All that remains to do is for He-Man to sort Plundor out and restore Trainis to its former beauty. Plundor makes this rather easy by inexplicably loading the planet’s life force into a rocket (naturally, a rocket with a pink rabbit painted on it) and then launching it. All He-Man has to do is jump on the rocket and make it explode, thus releasing the life force back into the planet’s ecosystem. As He-Man and co. return to Eternia, Plundor is dressed in a convict uniform and set to work demolishing his factory, overseen by the condoms.

Quest 5

 

In today’s adventure …

Zodac decides to intervene again to tell us how He-Man came to the aid of a world where the natural resources were being wasted. He warns us that this selfsame thing is happening on Earth, and that some plants and animals have already disappeared.

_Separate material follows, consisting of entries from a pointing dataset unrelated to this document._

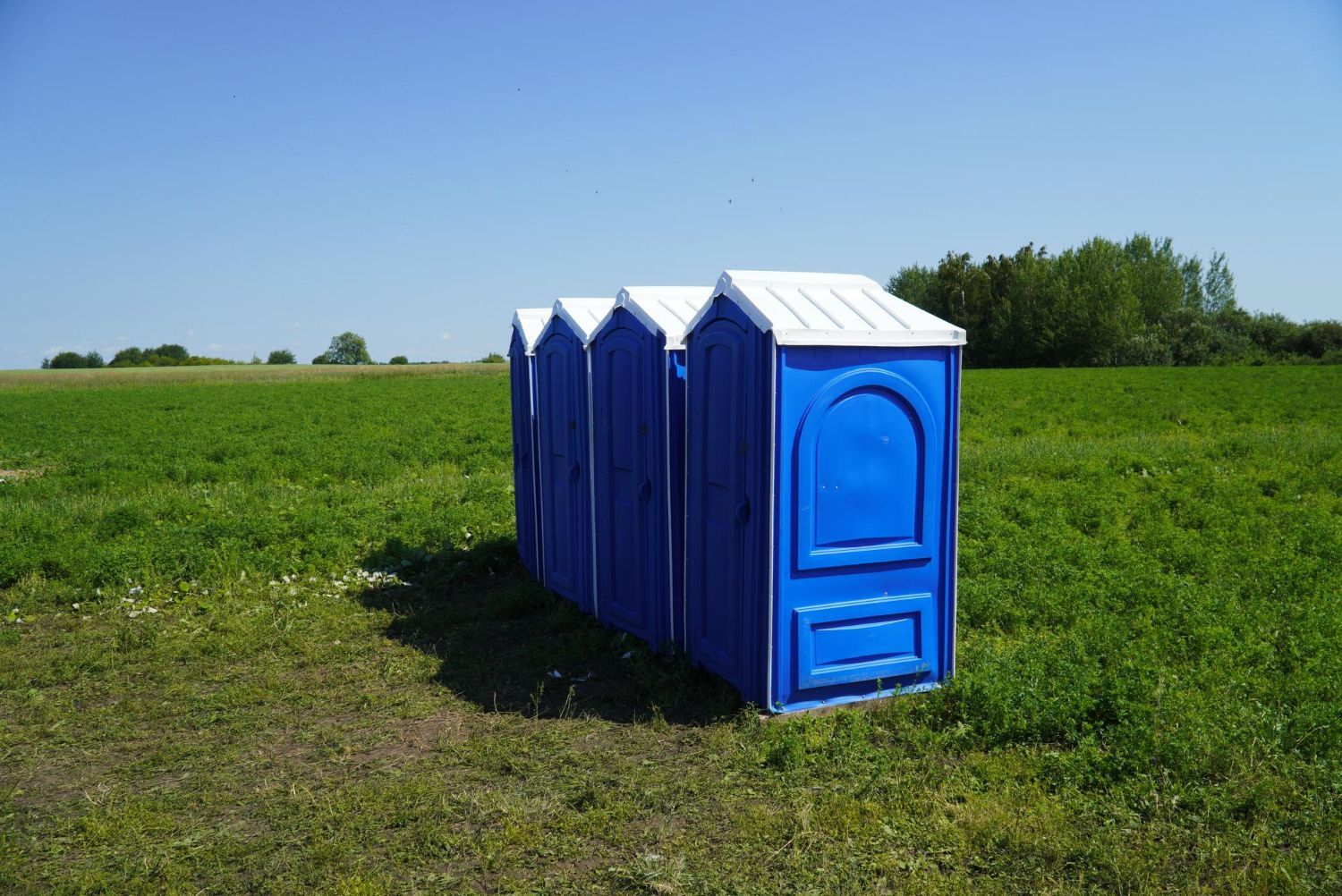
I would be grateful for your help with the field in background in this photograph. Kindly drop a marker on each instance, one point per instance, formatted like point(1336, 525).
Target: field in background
point(268, 633)
point(105, 377)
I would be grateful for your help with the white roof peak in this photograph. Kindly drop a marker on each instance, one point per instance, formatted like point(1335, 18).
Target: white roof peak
point(831, 309)
point(529, 324)
point(663, 309)
point(582, 316)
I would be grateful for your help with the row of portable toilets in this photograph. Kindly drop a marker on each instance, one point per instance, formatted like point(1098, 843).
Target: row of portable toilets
point(761, 474)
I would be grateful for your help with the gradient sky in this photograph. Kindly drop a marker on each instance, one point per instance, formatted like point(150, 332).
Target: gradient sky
point(247, 176)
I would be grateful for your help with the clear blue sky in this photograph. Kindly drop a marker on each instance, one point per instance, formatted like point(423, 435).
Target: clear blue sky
point(244, 176)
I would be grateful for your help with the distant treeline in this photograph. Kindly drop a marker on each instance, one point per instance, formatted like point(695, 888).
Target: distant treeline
point(1108, 303)
point(166, 356)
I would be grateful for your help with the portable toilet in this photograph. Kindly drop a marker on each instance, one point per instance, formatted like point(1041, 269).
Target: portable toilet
point(521, 354)
point(563, 400)
point(638, 452)
point(821, 490)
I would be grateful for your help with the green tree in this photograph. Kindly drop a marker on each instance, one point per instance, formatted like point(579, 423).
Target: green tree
point(172, 351)
point(131, 357)
point(348, 348)
point(69, 361)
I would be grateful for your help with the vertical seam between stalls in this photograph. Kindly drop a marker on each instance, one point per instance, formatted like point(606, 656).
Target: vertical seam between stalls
point(667, 364)
point(587, 365)
point(955, 517)
point(773, 467)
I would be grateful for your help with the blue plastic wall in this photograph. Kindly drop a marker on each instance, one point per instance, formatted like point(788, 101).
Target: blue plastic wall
point(819, 554)
point(633, 560)
point(675, 486)
point(561, 391)
point(523, 456)
point(727, 472)
point(864, 522)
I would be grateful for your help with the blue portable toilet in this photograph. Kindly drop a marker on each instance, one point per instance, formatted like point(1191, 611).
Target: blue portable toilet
point(521, 354)
point(821, 490)
point(563, 400)
point(638, 452)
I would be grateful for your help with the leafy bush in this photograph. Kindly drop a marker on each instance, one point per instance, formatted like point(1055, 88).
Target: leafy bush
point(348, 348)
point(1106, 303)
point(69, 361)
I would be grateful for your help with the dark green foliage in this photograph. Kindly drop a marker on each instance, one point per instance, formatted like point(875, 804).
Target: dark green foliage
point(1106, 303)
point(348, 348)
point(169, 351)
point(1146, 691)
point(131, 357)
point(69, 361)
point(166, 356)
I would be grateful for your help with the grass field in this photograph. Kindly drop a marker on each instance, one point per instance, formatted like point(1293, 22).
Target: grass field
point(265, 632)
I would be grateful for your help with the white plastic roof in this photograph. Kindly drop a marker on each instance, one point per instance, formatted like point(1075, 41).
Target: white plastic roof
point(663, 309)
point(529, 322)
point(831, 309)
point(582, 316)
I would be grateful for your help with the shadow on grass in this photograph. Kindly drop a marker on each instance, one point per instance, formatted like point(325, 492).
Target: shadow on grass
point(501, 636)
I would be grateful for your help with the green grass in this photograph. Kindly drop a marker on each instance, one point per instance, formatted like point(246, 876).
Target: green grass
point(1151, 657)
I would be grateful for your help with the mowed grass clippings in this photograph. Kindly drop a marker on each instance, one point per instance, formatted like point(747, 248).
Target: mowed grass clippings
point(270, 636)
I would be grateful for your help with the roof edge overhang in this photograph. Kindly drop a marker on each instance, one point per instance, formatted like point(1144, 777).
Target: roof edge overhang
point(518, 324)
point(633, 298)
point(563, 310)
point(732, 282)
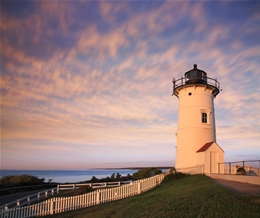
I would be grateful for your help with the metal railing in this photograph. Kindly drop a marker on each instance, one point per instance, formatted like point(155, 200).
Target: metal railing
point(29, 199)
point(62, 204)
point(201, 80)
point(61, 187)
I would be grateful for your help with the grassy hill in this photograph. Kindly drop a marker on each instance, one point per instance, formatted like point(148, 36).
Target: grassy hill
point(191, 196)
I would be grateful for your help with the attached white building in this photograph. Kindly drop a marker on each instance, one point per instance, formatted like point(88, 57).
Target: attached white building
point(196, 133)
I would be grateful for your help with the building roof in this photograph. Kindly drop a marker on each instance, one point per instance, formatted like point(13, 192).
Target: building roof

It’s a very laudable environmental message, and entirely in keeping with the episode’s events. I can’t fault it at all, though I can’t help wondering if kids would have taken the message better if it hadn’t been packaged up in an episode that’s completely out of its mind.

 

Characters appearing

This week treats us to the dream team of Prince Adam, Cringer, He-Man, Battle-Cat, Orko, Ram-Man, Man-at-Arms, Teela, the Sorceress, Zodac, Skeletor, Evil-Lyn, Tri-Klops, Trapjaw, Gleedle, Plundor and lots of pink condoms, who remain nameless. There’s also a big cat, coloured more normally than Cringer, but I don’t think it got a name either.

 

Excuse given for Prince Adam’s disappearance:

Adam transforms into He-Man very early on, at a point in the episode where things are moving so fast no one can even register his absence. Later on, however, I do have to take issue with the fact that He-Man transforms Cringer into Battle-Cat while on Trainis, and Ram-Man doesn’t even notice the substitution. Where did he think Cringer had gone, and where did Battle-Cat come from? This is proof that either Ram-Man is utterly mindless, or that everyone knows full well about the double identity thing and have just been humouring Adam all along.

Quest 6

 

Insults

Early on, He-Man calls Trapjaw a “metal-mouth”, which interestingly enough is an insult that I’m pretty sure the Turtles also employed on Shredder. Well, I thought it was interesting anyway.

 

Does it have the Power?

Well, where do I start with this bundle of insanity? Let’s first attend to Skeletor. He basically wins, erasing He-Man’s mind and banishing him to God knows where. But as far as we can tell, he doesn’t capitalise on this unique opportunity; instead, he just runs away with Evil-Lyn, leaving Trapjaw to be placed in the Palace dungeons, and letting Orko and so forth get on with retrieving He-Man. What is he playing at?

But that’s only a minor quibble. In essence, this episode is a very well-meaning environmental fable: we’re wasting Earth’s resources in order to get rich. I can totally get behind this. But why was it necessary to make the villain the least threatening man-sized purple rabbit in fiction? And saddle the hero with a chicken-woman and a four-pack of bouncing condoms? And the endless rabbit robots and the rabbit factory and the rabbit rocket? Where did all this come from? Someone was doing some really serious drugs, that’s all I can conclude.

Bottom line: watch it, it’s amazing. Just don’t watch it with someone who’s never seen He-Man before, they wouldn’t understand.